Letterman called the issue “unfathomable.”
The 39th president appeared on the CBS entertainment program to promote his new book A Call to Action: Women, Religion, Violence, and Power. The book repeats his longstanding contention that the Catholic and conservative evangelical ban on female clergy leads to wife battery and the purported gender pay gap. In his 2005 book Our Endangered Values Carter revealed that he confronted the late Pope John Paul II about the fact that the Catholic Church does not allow women to serve as priests. He also implied that the Southern Baptist Convention's belief in traditional sexual roles is in some way responsible for Islamic female genital mutilation in Africa.
“I was hoping you'd be a little funnier,” Letterman joked at the end of their segment.
In other parts of the interview, Carter, whose presidency is remembered for its economic malaise and foreign policy setbacks, suggested implementing a carbon tax and moving toward alternative energy.
As president, Carter formally recognized the People's Republic of China “as the sole legal government of China” on January 1, 1979.
Transcript:
Letterman: Things are contained in this book that I was completely ignorant about and am stunned by what I know of what is covered here. What, what is the source of this, the abuse of women, essential slavery, human trafficking, on and on?
Carter: Well, it's the worst human rights abuse on earth and it's basically unaddressed.
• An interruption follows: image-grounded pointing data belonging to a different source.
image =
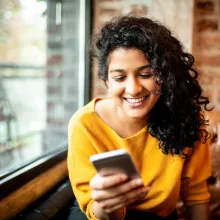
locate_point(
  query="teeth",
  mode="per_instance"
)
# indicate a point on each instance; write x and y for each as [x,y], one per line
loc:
[136,100]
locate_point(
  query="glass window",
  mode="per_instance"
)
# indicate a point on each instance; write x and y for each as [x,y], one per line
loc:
[41,53]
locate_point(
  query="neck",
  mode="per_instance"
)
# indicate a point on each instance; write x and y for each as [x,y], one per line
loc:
[133,124]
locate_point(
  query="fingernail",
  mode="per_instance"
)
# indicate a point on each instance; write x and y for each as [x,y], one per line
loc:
[144,190]
[123,177]
[139,182]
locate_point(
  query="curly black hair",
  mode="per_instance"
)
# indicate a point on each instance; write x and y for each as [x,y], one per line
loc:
[176,120]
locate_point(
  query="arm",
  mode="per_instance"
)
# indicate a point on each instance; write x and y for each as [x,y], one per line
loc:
[199,211]
[98,197]
[194,191]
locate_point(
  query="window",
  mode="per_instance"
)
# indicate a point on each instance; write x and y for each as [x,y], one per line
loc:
[42,53]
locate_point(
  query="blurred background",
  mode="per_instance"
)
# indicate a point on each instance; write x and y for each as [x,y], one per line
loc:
[46,72]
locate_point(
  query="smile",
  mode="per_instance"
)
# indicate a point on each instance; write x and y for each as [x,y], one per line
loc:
[135,100]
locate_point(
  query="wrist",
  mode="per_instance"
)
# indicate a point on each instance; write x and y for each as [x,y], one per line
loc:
[99,213]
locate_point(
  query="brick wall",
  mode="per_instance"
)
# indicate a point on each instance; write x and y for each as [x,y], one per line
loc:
[206,46]
[177,15]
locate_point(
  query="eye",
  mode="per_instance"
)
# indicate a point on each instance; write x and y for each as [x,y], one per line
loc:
[119,78]
[145,75]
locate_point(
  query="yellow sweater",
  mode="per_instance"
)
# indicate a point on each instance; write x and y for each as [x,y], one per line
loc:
[168,176]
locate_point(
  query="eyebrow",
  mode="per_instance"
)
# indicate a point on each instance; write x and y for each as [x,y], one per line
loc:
[138,69]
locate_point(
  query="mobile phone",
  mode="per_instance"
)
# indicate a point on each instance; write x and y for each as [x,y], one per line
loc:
[116,161]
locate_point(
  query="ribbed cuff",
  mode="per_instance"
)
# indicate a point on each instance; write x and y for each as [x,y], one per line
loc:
[93,217]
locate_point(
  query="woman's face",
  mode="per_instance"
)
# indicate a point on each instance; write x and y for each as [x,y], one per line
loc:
[131,82]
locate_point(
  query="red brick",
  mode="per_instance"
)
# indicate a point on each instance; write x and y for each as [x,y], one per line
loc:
[208,41]
[212,60]
[205,7]
[210,79]
[205,24]
[139,9]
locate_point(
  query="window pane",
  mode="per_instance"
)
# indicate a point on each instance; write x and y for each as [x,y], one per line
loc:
[39,89]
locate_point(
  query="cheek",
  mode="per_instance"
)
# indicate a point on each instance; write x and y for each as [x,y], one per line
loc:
[116,89]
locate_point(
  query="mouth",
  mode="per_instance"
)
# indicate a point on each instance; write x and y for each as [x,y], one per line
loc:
[136,101]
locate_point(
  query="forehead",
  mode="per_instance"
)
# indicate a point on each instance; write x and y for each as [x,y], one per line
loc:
[123,58]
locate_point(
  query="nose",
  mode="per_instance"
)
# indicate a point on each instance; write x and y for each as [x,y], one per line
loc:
[133,86]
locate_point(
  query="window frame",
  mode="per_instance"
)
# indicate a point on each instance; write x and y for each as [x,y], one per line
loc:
[14,179]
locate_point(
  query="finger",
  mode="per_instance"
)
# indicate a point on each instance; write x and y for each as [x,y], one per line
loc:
[121,189]
[104,182]
[116,203]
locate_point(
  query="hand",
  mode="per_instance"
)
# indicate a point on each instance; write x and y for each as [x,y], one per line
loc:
[115,192]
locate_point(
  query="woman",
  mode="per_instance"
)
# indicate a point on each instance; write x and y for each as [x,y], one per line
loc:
[154,112]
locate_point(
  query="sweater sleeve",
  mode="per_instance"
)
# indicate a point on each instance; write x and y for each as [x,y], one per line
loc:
[197,169]
[80,169]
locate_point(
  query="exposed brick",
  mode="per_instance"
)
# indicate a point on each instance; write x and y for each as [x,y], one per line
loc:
[139,9]
[210,41]
[210,79]
[205,7]
[208,60]
[206,24]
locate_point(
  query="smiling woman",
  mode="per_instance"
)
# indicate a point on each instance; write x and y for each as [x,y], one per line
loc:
[155,113]
[132,85]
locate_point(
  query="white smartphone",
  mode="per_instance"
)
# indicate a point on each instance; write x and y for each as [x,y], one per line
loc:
[116,161]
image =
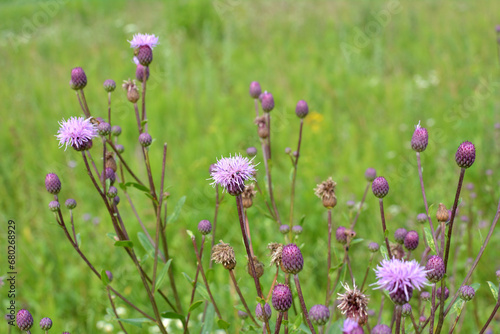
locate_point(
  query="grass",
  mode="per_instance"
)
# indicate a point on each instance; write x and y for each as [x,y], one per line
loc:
[363,111]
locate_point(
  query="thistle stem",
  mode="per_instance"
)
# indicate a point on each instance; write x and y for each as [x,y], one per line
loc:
[303,303]
[235,283]
[382,216]
[447,250]
[425,198]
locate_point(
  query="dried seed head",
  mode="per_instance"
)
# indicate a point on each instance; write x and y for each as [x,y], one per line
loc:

I'll start with the worst statistic that I know and that is that 160 million girls are now missing from the face of the earth because they were murdered at birth by their parents or either selectively aborted when their parents find out that the fetus is a girl. So, that many people are missing and they're all girls who are missing.
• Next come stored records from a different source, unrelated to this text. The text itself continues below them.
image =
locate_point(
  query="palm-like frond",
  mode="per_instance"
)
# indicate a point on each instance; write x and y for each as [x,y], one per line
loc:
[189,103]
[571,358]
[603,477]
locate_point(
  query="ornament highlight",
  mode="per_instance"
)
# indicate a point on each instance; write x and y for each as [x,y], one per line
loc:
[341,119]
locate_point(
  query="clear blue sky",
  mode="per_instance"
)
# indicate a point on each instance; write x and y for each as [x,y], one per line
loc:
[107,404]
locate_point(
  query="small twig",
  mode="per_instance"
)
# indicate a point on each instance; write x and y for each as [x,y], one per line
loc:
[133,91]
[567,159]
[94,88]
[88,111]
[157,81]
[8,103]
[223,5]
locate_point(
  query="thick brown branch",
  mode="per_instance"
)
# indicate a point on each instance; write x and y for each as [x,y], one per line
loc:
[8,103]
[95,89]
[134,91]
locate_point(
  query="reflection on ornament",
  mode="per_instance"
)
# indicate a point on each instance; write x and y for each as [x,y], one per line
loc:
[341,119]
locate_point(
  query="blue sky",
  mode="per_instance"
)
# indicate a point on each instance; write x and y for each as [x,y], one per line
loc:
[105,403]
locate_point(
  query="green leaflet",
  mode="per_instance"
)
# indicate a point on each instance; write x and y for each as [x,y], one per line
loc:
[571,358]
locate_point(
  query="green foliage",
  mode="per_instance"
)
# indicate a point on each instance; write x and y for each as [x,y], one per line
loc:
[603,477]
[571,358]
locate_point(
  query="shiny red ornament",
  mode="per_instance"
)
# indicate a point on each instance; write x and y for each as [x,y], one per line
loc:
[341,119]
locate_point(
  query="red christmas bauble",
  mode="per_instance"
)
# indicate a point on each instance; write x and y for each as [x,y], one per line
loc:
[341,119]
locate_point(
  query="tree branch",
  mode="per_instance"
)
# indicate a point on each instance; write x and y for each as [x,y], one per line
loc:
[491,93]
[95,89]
Letterman: And how many countries are represented in this?
Carter: A good many countries are. I don't know how many parents in America would rather have a boy than a girl, that they're very poor and feel they can't support children. But in about 15 years ago there was an accurate assessment in China and 50 million were already missing there because the Chinese government had mandated one-is-best, two-is-most, and then India has had the same problem with them, and in many other countries as well. So now, for instance in China and India and South Korea and some other countries, young men can't find brides to marry, so they buy brides and that increases the amount of slavery that exists on earth.
The slave trade now is much greater than it ever was in the 19th century. It amounts to about $32 billion a year and the United States State Department is required by law now to assess the slavery market and they estimate that 800,000 slaves are sold across international borders every year. And 80 percent of those slaves sold are young girls who are going, who are being sold into the sex slave, slavery. And this occurs, about 100,000 of them are in the United States, not sold across international borders. Atlanta is a key of the human trafficking or slavery trade.